An excerpt from the book, “The Wisdom of No Escape and the Path of Loving-Kindness,” by Pema Chodron:
“I would say that for four or five years practically the only teaching Rinpoche gave, in many different forms, under many different titles, was, “Stop shopping around and settle down and go deeply into one body of truth. He taught that this continual dabbling around in spiritual things was just another form of materialism, trying to get comfortable, trying to get secure, whereas if you stuck to one boat and really started working with it, it would definitely put you through all your changes. You would meet all your dragons; you would be continually pushed out of the nest. It would be one big initiation rite, and tremendous wisdom would come from that, tremendous heartfelt, genuine spiritual growth and development.”
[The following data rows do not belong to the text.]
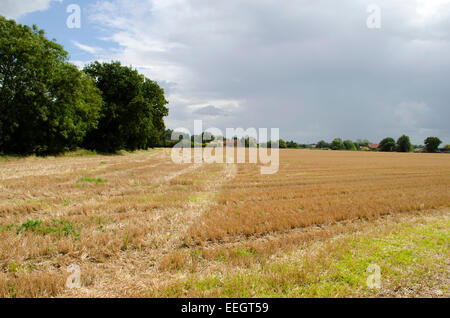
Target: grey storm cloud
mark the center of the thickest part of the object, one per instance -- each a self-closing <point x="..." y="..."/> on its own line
<point x="17" y="8"/>
<point x="210" y="110"/>
<point x="311" y="68"/>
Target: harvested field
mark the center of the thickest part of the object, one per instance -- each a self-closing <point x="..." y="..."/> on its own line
<point x="139" y="225"/>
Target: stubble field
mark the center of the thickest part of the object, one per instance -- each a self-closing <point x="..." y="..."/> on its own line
<point x="139" y="225"/>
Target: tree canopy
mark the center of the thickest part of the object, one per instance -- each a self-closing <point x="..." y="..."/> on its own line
<point x="432" y="144"/>
<point x="387" y="144"/>
<point x="404" y="144"/>
<point x="132" y="116"/>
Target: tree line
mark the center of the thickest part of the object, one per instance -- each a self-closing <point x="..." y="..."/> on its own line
<point x="403" y="143"/>
<point x="49" y="106"/>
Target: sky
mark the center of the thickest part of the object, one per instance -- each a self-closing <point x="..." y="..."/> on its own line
<point x="313" y="69"/>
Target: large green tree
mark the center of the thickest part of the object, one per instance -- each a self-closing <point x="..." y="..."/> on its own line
<point x="46" y="104"/>
<point x="133" y="111"/>
<point x="387" y="144"/>
<point x="432" y="144"/>
<point x="404" y="144"/>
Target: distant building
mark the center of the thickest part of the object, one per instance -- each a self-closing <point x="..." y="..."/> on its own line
<point x="233" y="143"/>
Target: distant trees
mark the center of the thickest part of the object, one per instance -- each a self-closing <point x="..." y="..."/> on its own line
<point x="387" y="144"/>
<point x="404" y="144"/>
<point x="432" y="144"/>
<point x="337" y="144"/>
<point x="47" y="105"/>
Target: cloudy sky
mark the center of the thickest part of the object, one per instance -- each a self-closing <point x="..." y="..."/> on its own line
<point x="311" y="68"/>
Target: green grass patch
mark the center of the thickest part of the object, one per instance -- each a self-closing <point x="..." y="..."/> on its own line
<point x="93" y="180"/>
<point x="409" y="257"/>
<point x="60" y="227"/>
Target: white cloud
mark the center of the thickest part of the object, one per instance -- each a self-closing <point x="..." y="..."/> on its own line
<point x="311" y="68"/>
<point x="14" y="9"/>
<point x="409" y="114"/>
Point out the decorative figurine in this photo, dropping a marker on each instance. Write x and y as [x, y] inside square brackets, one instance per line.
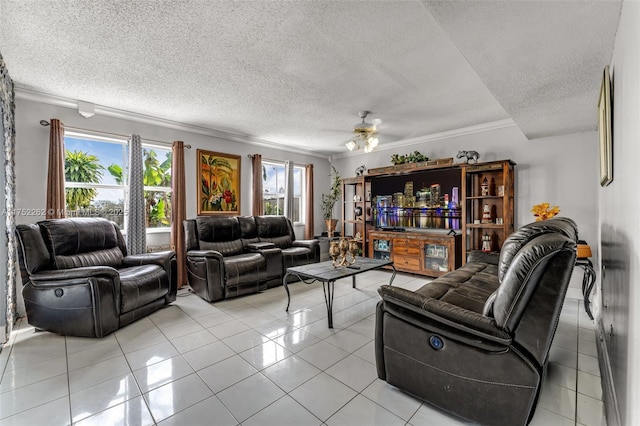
[484, 187]
[468, 155]
[343, 252]
[486, 243]
[486, 214]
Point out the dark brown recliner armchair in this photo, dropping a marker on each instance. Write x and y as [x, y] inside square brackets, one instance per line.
[220, 264]
[79, 281]
[475, 341]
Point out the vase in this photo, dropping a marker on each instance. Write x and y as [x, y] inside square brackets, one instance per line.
[331, 226]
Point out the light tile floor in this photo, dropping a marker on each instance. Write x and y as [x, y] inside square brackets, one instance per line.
[246, 361]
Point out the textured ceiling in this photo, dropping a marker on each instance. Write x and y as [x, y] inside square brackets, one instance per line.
[298, 73]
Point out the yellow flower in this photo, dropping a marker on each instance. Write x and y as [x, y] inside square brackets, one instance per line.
[544, 211]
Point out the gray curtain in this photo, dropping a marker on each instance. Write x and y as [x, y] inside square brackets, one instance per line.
[136, 225]
[308, 222]
[257, 208]
[288, 190]
[7, 181]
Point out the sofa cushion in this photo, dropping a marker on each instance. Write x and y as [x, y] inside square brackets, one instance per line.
[248, 230]
[219, 233]
[522, 236]
[141, 285]
[467, 287]
[80, 242]
[525, 271]
[244, 268]
[275, 229]
[294, 256]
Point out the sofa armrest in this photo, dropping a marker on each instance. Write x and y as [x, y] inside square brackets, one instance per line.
[58, 276]
[483, 257]
[161, 258]
[253, 247]
[310, 244]
[209, 254]
[455, 322]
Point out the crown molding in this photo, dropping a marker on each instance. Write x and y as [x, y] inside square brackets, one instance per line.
[478, 128]
[31, 95]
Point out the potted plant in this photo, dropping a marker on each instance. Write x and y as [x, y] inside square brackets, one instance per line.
[329, 201]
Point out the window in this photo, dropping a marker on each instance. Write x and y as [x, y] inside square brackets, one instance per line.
[273, 187]
[96, 179]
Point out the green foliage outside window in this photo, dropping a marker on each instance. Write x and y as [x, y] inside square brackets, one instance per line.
[81, 167]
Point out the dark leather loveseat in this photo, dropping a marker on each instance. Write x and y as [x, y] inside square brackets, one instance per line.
[231, 256]
[475, 341]
[79, 281]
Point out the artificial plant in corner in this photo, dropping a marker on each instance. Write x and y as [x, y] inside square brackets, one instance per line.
[330, 199]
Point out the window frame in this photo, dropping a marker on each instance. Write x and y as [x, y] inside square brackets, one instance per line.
[302, 207]
[91, 136]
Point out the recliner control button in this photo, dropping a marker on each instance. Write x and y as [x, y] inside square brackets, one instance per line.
[436, 342]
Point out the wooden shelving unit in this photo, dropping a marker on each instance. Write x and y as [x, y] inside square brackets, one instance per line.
[417, 252]
[488, 205]
[424, 247]
[356, 210]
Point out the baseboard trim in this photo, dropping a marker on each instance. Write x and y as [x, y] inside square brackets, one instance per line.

The question is what does an excerpt from a book written by an American Buddhist nun have to do with the study of hula and this brief bio about myself?
In participating and being a part of Hula Hālau Nā Meakanu O Laka O Hawai`i, I was in the canoe; a body of people, an ohana, where each dance step, each lesson learned, each moment of loving kindness between hula sisters and friends, each unkindness, disappointment and sometimes heartache were an initiation rite. Not all things come easily and dancing was not something I had ever done. My family’s roots are deeply embedded in the Islands of Hawai`i. All that I am began on the Islands of Hawai`i...my family, my heritage, my roots. The old people, my mother and father, grandparents, aunts and uncles, have all passed away, now safely nestled in the arms of O`ahu. I am a transplant and California is my home. Studying hula opened my heart and my mind to many things lost. A distant drum called to me as we stood at the Birthing Stones near Wahiawa, the place where I was born; my first ipu heke, Little Thunder, was a tribute to that moment. Rainbows appeared everywhere I went during my halau years, and they follow me still. These were magical moments. How does one define the wealth of a lifetime, encapsulated in those years I spent in the fold of a loving hālau? How does one give thanks to a Kumu who crossed my path and helped me to define myself? It is different for each of us. Perception is an individual thing. I perceive hula and life within the hālau to be something larger than what it appears. “Hula is life,” this is what Aunty Mae Klein told us. It is a noble thing, to “step into one’s shoes,” as I like to say, and also to know when to move on and how to let go with grace. Life is a journey of forward motion, always moving toward the Light.